It’s been some time since I last preached. But this past week I was graciously afforded the chance to enter back into that mysterious, challenging, and oft humbling art of preparing and performing a sermon. I say “performing” not because preaching is some kind of fake or insincere act, as if a “mere performance”; the kind of act whereby one is not herself. I mean only to say that preaching is an act which requires one’s whole heart, mind, soul and strength–a total act of love that includes the body as much as the written and spoken words. It is a performance, a dramatic, daring dance with scripture and Spirit.
Like any dance, it is also an exhausting event. I find it easy to anticipate the fatigue I am sure to feel after performing a sermon on Sunday morning. But I seldom remember how unsettling and tiring the whole process of preparing to preach can be.
Maybe I was even less ready for the “preparation fatigue” because I came to the sermon this past week with a confident sense of where I was going, what biblical passage would take me there, and what I hoped to say. I even wrote a draft, an almost complete sermon, before discovering that the Spirit was leading me back into the text. We might say a holy dissatisfaction rose up in me, encouraging me to put aside my desire to preach with precision a tidy set of points. So instead I re-entered the world of the gospel story, wondering and wandering through the narrative anew. Bracketing, as best I could, the premeditated positions I planned to unleash on the plot.
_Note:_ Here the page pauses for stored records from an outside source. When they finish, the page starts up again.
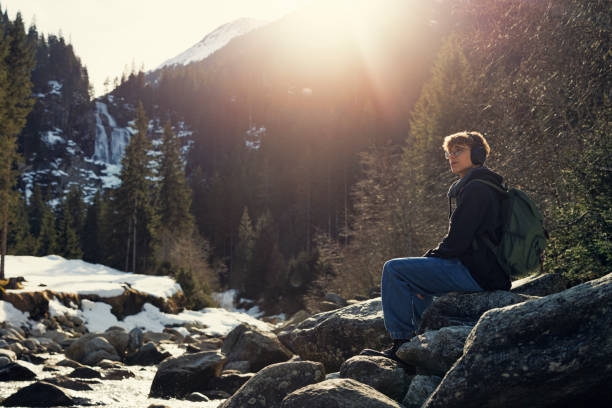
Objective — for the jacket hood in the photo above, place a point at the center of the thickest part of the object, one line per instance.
(482, 173)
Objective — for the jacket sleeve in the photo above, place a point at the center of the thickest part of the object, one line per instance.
(464, 222)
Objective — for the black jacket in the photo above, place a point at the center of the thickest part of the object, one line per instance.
(477, 213)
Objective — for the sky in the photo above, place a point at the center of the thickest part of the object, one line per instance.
(110, 36)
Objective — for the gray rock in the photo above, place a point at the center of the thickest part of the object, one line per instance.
(335, 298)
(464, 309)
(420, 389)
(16, 372)
(33, 345)
(135, 340)
(551, 351)
(228, 382)
(197, 397)
(18, 348)
(332, 337)
(118, 374)
(178, 377)
(155, 337)
(57, 336)
(119, 338)
(50, 345)
(147, 355)
(91, 348)
(69, 383)
(39, 394)
(380, 373)
(240, 366)
(341, 393)
(271, 384)
(84, 372)
(6, 357)
(4, 361)
(68, 363)
(434, 352)
(540, 285)
(259, 348)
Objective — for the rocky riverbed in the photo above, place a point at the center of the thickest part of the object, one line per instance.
(540, 345)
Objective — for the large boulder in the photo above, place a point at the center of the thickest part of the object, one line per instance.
(39, 394)
(270, 385)
(69, 383)
(338, 393)
(332, 337)
(380, 373)
(434, 352)
(91, 349)
(7, 357)
(228, 382)
(464, 309)
(16, 372)
(180, 376)
(147, 355)
(550, 351)
(540, 285)
(259, 348)
(421, 387)
(118, 337)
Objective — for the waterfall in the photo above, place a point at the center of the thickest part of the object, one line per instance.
(109, 150)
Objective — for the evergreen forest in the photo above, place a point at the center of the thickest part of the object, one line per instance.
(311, 161)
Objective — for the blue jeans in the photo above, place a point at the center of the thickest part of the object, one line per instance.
(404, 278)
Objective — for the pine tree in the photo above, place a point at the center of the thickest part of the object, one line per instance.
(16, 64)
(244, 253)
(174, 194)
(47, 238)
(68, 240)
(20, 240)
(93, 236)
(135, 218)
(448, 104)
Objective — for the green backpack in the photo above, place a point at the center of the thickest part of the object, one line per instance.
(523, 234)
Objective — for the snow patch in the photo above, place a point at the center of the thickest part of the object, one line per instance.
(214, 41)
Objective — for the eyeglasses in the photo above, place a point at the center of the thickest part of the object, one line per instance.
(454, 154)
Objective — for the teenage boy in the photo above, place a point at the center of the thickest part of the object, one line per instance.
(456, 264)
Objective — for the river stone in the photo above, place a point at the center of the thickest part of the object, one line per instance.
(464, 309)
(380, 373)
(91, 348)
(39, 394)
(118, 374)
(69, 383)
(420, 389)
(541, 353)
(271, 384)
(147, 355)
(259, 348)
(178, 377)
(228, 382)
(16, 372)
(68, 363)
(84, 372)
(332, 337)
(434, 352)
(118, 337)
(6, 357)
(540, 285)
(340, 393)
(50, 345)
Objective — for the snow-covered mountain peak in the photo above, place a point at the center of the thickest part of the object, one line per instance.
(215, 40)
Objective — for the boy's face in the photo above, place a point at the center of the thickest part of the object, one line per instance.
(459, 160)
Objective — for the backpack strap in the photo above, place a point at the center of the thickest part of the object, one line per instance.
(501, 189)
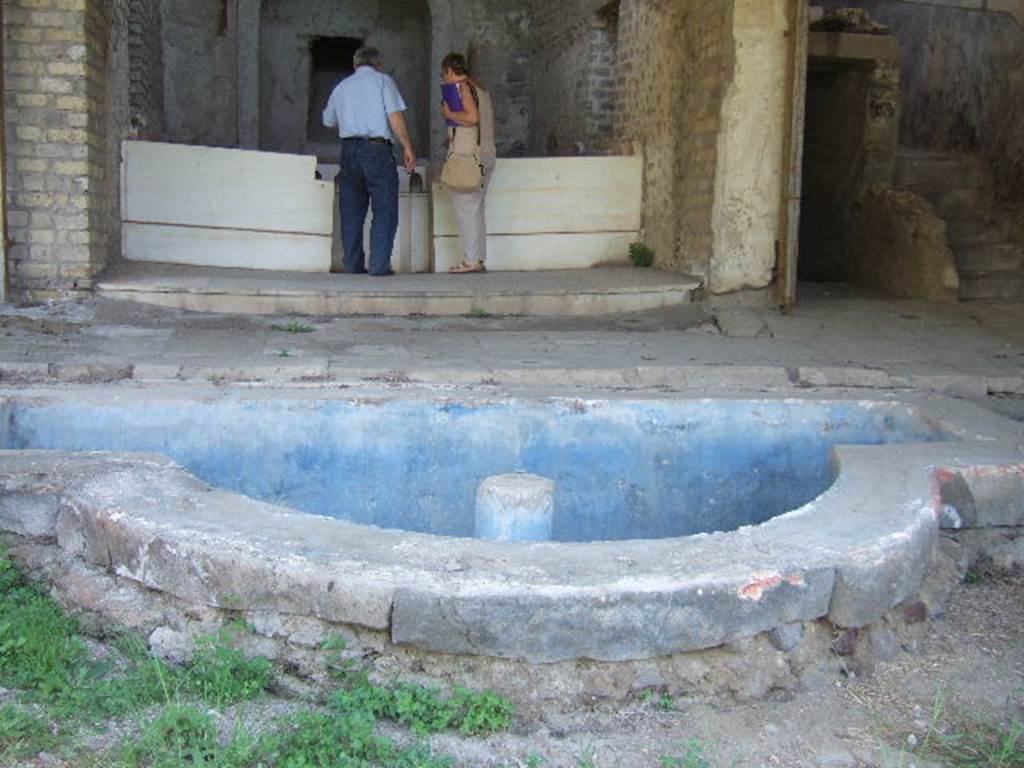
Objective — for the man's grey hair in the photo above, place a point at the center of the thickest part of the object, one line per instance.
(368, 56)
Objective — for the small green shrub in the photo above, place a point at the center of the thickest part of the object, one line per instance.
(641, 255)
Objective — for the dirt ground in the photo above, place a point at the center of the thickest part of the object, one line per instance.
(969, 665)
(966, 671)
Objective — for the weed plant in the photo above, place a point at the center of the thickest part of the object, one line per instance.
(965, 741)
(60, 687)
(641, 255)
(293, 328)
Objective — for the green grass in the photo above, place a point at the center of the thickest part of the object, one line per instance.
(183, 735)
(965, 740)
(293, 328)
(23, 734)
(221, 675)
(45, 660)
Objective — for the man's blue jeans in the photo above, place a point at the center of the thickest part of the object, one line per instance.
(368, 177)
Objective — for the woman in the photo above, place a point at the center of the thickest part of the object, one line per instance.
(474, 132)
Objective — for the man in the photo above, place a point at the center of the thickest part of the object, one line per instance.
(367, 109)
In the passage (Mark 8:27-33), Jesus asks his disciples what others are saying about him. The disciples share with Jesus the litany of possibilities circulating in the rumors and stories they hear. But then Jesus turns the question in on them, piercing them with the very question they may have hoped to avoid for themselves: “Who do you say that I am?”
In walking through the Scripture again my previous sermon melted into meditation and I was compelled to restart from scratch. Yet, even as I grew tired writing a second sermon, I did not experience a sense of defeat or failure. I found a new vitality in a deeper sense of direction, even as I remained uncertain about where I would ultimately end up. I discovered a feeling of lively purposefulness in a text with no clear answers–only a startling question. And it was the very release of my firm grasp on the text which made the whole experience fill with joy.
The question Jesus posed seemed to me to be of the utmost importance. So much so that I let it wash over me. And I let it wash over the sermon.
By the end of the experience, I had a sermon that wasn’t so entirely different from what I had initially imagined. Some of the same points crept back in. Though they took on a new form. The sermon followed the rhythm of the narrative, rather than the thrust of my deductive logic; and in becoming more intimate with the biblical text, I shied away from a litany of principles and points and honed in on that defining, peculiar, startling question; the one Jesus asks us all: “who do you say that I am?”
That question became so deep and wide for me in the wake of my sermon writing experience, that it has led me to reconsider and reimagine a number of ideas. Including preaching itself.
I wonder if that question Jesus posed to his disciples isn’t a preacher’s most daunting task: to perform that question through the words of Scripture, the rich theological tradition we inherit and the experiences that we carry with us. In so doing we may, like Peter on the heels of that question from Jesus, utter words we may not fully understand until a later time, if at all.
I wonder if preaching isn’t the dramatic, even traumatic, act of becoming responsive to that elusive, infinitely inviting question in creative, spirited ways. Maybe we can only ever be surprised by our own answers, even rebuked for them as Peter was. And yet, despite rebuke and surprise, I suspect we are invited to answer again… and again. I suspect preaching dwells in that wound between question and answer, a place where rebuke lingers and promise remains.
It’s no surprise that this was an exhausting experience. Not just in performing the sermon on Sunday, but also in preparing it. After all, I wrote two sermons. I struggled to focus in on some salient aspect of the biblical passage. But more than that, I drowned in a question I feared answering only in part. And yet answer it I must, and answer it I did–in the sermon and in my heart of hearts.
This experience with preaching, and specifically preaching this text, has refocused my attention on the art of preparing and performing sermons. In the weeks that follow, I hope to foster conversation through a series of posts asking after the place, purpose, techniques, forms, and meanings of preaching.
And I would love to hear your thoughts on and experiences with preaching. If you are a preacher, what is it like for you to prepare a sermon? What do you draw on for direction and inspiration? If you are a listener, an “overhearer” (to use Fred Craddock’s term) of the preached word, what is it like for you? What opens up a sermon for you? What engages you and draws you out?